PAC Subset Selection in Stochastic Multi-armed Bandits

Rahul Vaze
Friday, 1 Nov 2013, 11:00 to 12:00
AG-66 (Lecture Theatre)
Abstract: We consider the problem of selecting, from among n real-valued random variables, a subset of size m of those with the highest means, based on efficiently sampling the random variables. This problem, which we denote Explore-m, finds application in a variety of areas, such as stochastic optimization, simulation and industrial engineering, and on-line advertising. The theoretical basis of our work is an extension of a previous formulation using multi-armed bandits that is devoted to identifying just the single best of n random variables (Explore-1). Under a PAC setting, we provide algorithms for Explore-m and bound their sample complexity.

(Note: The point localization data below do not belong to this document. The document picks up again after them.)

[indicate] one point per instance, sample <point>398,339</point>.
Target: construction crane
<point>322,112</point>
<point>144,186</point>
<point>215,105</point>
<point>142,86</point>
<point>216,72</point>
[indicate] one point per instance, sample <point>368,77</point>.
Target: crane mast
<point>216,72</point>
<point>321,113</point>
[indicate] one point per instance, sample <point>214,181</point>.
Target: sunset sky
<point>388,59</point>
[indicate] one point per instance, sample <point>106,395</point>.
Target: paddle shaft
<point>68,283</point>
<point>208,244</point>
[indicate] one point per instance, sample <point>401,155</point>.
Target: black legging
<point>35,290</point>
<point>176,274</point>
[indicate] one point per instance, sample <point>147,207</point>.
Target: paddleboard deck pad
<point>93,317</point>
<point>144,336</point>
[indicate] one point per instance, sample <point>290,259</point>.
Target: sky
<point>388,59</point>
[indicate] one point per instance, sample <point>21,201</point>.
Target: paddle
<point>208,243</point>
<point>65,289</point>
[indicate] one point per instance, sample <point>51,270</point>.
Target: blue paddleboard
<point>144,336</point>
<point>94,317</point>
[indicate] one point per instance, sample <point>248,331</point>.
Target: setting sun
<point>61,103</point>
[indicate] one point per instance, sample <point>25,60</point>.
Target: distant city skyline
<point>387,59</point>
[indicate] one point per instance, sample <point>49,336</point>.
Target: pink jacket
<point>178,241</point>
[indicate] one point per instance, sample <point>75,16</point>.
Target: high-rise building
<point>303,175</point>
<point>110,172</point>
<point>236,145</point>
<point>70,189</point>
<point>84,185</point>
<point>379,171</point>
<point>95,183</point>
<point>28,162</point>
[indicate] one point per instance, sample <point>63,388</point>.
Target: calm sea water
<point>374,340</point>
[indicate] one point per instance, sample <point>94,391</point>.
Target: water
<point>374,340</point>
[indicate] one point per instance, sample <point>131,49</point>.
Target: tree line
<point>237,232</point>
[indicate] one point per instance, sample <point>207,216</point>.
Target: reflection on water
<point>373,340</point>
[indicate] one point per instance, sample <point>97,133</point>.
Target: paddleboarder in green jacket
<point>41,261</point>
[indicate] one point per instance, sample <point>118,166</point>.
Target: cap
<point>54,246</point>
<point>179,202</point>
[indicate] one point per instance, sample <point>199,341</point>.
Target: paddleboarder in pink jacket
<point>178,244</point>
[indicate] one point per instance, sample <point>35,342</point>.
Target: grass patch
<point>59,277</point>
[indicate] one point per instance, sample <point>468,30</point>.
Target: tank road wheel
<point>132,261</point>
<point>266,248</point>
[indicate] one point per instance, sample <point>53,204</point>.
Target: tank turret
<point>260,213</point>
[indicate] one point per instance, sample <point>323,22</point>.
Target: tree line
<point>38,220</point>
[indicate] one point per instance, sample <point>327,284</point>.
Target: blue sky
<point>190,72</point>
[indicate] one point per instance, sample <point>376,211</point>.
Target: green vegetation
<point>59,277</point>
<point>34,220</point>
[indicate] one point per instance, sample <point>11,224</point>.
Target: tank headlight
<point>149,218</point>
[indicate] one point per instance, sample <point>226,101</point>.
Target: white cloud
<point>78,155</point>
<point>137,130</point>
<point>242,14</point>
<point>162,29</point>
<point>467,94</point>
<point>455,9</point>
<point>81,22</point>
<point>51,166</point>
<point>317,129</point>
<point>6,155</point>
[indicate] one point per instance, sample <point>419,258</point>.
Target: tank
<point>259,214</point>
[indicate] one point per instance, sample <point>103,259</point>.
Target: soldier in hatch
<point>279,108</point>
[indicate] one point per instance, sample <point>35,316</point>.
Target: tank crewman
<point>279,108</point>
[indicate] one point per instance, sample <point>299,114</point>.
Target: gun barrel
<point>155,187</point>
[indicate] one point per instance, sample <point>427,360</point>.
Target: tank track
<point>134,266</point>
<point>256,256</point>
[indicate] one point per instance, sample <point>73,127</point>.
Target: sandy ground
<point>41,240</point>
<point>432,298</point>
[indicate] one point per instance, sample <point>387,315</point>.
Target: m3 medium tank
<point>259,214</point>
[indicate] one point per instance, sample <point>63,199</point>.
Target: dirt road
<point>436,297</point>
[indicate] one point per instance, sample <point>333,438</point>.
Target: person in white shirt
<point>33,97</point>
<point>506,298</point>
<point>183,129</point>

Our main contribution is the $LUCB$ algorithm, which, interestingly, bears a close resemblance to the well-known $UCB$ algorithm for regret minimization.  We derive an expected sample complexity bound for $LUCB$ that is novel even for single-arm selection. We then improve the problem-dependent constant in this bound through a novel algorithmic variant called $KL-LUCB$.  Experiments affirm the relative efficiency of $KL-LUCB$ over other algorithms for Explore-m. Our contributions also include a lower bound on the worst case sample complexity of such algorithms.

Bio: Shivaram Kalyanakrishnan is a scientist at Yahoo Labs Bangalore. His primary research interests lie in the fields of artificial intelligence and machine learning, spanning areas such as reinforcement learning, agents and multiagent systems, humanoid robotics, multi-armed bandits, and on-line advertising. He obtained his Ph.D. in Computer Science from the University of Texas at Austin (2011), and his B.Tech. in Computer Science and Engineering from the Indian Institute of Technology Madras (2004). He has extensively used robot soccer as a test domain for his research, and has actively contributed to initiatives such as RoboCup and the Reinforcement Learning competitions.